My Journey with Product Cybersecurity
My name is Tetsuya, and I now work as a Security & Privacy Specialist in the Product Security & Privacy Office (PCSO) at Continental Japan. I joined the J.DRIVE Program in 2020 after graduating from university because I wanted to develop automotive parts to ensure the safety of road users. Therefore, it was necessary to find out how I could contribute to such safety development.
The two-year J.DRIVE Program at Continental Japan is intended for new graduates and allows them to experience three positions in various Business Areas (BA) for six months each. During the program, I chose two positions in the Electronic Brake Systems (EBS) development department and my current position in PCSO, where I first encountered product cybersecurity.
During the assignment in PCSO, I was first assigned to investigate the latest amended Japanese vehicle act regarding cybersecurity due to the establishment of international regulations (i.e., UNR-155 and ISO/SAE 21434). With moving forward into the product cybersecurity field, I analyzed the international regulations in depth. I learned that vehicle cybersecurity needs to be achieved, and it cannot be accomplished without the commitment of a Cybersecurity Management System (CSMS) of the entire supply chain.
At the same time, a Japanese OEM started its suppliers' CSMS evaluation due to the advancements of such regulations. With the result of my analysis of the relevant international regulations, I supported my colleagues to prepare evidence based on Continental Automotive (CA) Rules for product cybersecurity that are part of our CSMS. Honestly, the evaluation was strict and tough. However, because of the sufficiency of the CA Rules, our CSMS was well evaluated by the OEM. Through this assignment, I learned the importance of having strong CS rules as well as CS technologies. As a result, I decided to participate in the improvement of CA rules as it was clear other OEMs would follow suit with the CSMS evaluations.
As the final assignment, I returned to the EBS development department. I developed practical skills in CS technologies by supporting many projects.
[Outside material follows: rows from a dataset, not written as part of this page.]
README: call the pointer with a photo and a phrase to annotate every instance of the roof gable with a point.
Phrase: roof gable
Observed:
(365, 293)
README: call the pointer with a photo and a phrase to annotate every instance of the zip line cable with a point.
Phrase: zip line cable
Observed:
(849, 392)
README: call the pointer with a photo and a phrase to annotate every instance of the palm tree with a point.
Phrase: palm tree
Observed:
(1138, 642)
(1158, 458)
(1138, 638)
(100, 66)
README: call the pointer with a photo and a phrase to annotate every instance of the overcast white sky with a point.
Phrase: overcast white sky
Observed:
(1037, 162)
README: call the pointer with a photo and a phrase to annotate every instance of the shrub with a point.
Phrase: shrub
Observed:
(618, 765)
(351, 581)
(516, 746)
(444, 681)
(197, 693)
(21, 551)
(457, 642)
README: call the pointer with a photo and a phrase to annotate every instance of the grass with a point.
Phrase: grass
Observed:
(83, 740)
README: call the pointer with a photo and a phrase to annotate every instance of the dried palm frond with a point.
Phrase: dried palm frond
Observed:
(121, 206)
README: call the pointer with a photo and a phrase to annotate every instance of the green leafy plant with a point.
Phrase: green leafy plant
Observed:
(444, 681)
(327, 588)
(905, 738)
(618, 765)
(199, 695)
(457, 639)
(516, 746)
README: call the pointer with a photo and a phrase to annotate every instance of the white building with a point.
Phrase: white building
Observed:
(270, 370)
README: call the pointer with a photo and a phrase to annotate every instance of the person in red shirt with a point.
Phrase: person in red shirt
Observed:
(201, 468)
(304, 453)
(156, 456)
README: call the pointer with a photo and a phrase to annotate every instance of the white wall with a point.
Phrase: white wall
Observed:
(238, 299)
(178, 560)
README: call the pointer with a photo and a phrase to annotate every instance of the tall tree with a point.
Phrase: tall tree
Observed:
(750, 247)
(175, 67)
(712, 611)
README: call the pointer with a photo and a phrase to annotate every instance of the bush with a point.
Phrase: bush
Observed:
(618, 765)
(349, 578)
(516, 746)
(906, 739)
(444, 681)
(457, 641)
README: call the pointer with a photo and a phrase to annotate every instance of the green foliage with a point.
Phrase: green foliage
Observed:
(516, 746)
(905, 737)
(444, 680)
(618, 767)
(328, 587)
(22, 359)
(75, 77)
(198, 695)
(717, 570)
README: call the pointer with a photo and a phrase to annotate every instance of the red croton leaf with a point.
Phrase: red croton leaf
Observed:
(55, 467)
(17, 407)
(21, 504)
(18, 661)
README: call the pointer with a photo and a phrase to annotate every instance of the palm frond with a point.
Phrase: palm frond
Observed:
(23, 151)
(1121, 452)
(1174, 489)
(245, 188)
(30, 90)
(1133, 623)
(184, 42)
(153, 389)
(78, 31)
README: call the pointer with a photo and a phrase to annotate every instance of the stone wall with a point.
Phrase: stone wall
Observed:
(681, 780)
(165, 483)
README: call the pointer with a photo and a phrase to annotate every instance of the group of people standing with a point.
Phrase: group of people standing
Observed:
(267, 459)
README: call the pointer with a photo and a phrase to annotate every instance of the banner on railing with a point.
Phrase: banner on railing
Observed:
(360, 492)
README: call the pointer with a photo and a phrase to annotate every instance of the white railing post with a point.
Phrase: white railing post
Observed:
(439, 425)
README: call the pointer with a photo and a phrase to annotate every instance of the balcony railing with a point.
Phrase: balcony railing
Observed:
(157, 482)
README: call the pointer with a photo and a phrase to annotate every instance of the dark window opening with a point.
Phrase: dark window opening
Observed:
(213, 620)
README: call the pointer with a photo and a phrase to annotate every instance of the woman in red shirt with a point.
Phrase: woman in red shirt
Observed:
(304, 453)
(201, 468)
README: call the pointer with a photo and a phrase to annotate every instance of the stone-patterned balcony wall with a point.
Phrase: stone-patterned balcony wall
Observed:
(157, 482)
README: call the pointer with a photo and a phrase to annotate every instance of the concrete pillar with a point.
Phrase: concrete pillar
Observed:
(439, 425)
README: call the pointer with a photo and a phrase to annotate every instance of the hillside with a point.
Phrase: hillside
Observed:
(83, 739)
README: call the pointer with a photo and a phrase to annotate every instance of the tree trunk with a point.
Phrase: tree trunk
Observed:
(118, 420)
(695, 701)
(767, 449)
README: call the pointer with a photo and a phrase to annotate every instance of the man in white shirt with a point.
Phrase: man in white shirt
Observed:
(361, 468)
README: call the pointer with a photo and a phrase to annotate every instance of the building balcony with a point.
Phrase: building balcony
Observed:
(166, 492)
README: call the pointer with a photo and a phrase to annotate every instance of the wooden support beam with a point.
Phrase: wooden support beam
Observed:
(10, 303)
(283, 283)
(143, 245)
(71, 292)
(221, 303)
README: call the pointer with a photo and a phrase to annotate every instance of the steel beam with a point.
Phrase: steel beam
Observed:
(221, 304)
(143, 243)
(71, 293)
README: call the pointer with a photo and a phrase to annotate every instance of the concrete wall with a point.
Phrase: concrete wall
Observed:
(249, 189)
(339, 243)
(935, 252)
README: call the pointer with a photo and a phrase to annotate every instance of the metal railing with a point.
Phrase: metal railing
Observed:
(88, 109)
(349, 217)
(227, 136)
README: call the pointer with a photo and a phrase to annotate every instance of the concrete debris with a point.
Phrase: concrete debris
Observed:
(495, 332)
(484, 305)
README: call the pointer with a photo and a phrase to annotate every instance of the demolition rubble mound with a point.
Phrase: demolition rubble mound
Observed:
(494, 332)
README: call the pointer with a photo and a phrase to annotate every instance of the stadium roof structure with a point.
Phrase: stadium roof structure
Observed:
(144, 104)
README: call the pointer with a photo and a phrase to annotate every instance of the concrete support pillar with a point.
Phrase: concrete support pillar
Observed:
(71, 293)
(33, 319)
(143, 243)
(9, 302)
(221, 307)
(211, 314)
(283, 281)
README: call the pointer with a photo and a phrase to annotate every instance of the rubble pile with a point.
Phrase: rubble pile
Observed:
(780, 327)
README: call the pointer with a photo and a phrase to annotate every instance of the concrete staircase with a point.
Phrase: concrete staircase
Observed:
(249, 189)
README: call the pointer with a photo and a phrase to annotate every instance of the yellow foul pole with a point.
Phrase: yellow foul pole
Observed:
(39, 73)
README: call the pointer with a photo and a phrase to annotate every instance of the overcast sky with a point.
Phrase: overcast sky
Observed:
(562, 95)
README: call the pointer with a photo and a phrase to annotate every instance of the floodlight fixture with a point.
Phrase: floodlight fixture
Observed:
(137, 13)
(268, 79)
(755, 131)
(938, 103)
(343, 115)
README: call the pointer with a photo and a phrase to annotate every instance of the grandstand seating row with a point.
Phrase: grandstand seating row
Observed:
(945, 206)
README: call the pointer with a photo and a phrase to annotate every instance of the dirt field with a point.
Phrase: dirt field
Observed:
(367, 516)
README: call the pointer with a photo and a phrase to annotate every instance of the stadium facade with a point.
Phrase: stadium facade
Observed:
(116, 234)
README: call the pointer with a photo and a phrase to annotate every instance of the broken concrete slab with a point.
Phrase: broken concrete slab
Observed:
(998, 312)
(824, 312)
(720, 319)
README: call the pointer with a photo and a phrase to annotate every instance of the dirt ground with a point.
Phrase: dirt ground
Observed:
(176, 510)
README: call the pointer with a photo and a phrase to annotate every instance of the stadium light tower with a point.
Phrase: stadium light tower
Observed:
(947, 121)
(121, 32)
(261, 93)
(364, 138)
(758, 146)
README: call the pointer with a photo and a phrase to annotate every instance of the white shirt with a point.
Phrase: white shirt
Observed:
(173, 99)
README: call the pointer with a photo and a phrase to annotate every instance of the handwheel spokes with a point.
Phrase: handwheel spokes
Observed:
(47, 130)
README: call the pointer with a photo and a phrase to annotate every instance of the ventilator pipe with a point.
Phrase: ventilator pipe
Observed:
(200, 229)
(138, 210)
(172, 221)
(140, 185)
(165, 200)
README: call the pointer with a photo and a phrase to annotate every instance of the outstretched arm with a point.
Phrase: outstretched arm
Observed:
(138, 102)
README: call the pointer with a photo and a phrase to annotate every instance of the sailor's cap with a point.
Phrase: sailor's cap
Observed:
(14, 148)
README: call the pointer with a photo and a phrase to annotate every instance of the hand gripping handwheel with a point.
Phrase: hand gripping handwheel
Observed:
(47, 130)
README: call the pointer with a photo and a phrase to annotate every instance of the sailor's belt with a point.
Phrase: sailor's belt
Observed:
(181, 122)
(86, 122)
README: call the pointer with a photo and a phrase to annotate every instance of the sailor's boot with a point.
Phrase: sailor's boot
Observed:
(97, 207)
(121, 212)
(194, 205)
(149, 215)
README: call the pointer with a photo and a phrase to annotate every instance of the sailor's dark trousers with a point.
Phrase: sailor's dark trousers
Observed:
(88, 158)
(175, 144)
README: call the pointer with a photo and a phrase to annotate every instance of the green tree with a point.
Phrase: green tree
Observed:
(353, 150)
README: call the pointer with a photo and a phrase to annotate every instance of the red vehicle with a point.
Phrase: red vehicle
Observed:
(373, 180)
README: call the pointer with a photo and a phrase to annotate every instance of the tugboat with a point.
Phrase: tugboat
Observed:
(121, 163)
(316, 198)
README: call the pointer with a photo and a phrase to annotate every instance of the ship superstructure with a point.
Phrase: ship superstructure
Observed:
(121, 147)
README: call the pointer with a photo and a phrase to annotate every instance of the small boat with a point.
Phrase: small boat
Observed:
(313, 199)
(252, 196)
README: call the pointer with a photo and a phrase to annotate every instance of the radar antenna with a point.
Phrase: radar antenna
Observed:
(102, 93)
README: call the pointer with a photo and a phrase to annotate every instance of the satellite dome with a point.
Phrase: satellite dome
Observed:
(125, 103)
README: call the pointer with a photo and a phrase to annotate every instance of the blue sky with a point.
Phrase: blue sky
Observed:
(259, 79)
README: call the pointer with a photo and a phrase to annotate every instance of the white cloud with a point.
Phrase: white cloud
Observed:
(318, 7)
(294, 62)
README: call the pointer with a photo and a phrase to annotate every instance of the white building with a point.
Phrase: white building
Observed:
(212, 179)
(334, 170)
It was extremely interesting for me to study cryptography and CS functions that I was unfamiliar with. Throughout this assignment, I realized that safety, which was my core motivation, cannot be achieved without ensuring security. Therefore, I decided to work in the product cybersecurity field, where I can contribute to the safety of road users as a result of my work. After the end of the J.DRIVE Program, I was officially assigned to the position in PCSO.
Until today, I have gotten to know so many cybersecurity experts in Continental. Although I was inexperienced at first, everyone is really kind and teaches me everything. Also, managers and colleagues trust me and let me do challenging tasks. Thanks to such Continental core values, I was able to accomplish other OEMs' supplier CSMS evaluations. In addition, I got the chance to reflect my findings in CA Rules. Now, I’m playing a major role in revising a CA Rule for product cybersecurity engineering with the help of central functions and all BAs.
Before joining Continental, I totally did not expect that I could have such challenging opportunities so early in my career. Also, thanks to the J.DRIVE Program, I was able to encounter this interesting field, product cybersecurity. I’ll keep developing my practical skills further and work for internal/external standardization. Since many colleagues in the world are working for international or regional organizations for standardization and I’m a member of Japan-Auto-ISAC as well, Continental can easily and promptly reflect it in its CA Rules. I’m sure that the cybersecurity in Continental will continue to advance, and I’d love to keep contributing to it. I strive to become an acknowledged CS expert, and Continental has given me the first step in my journey.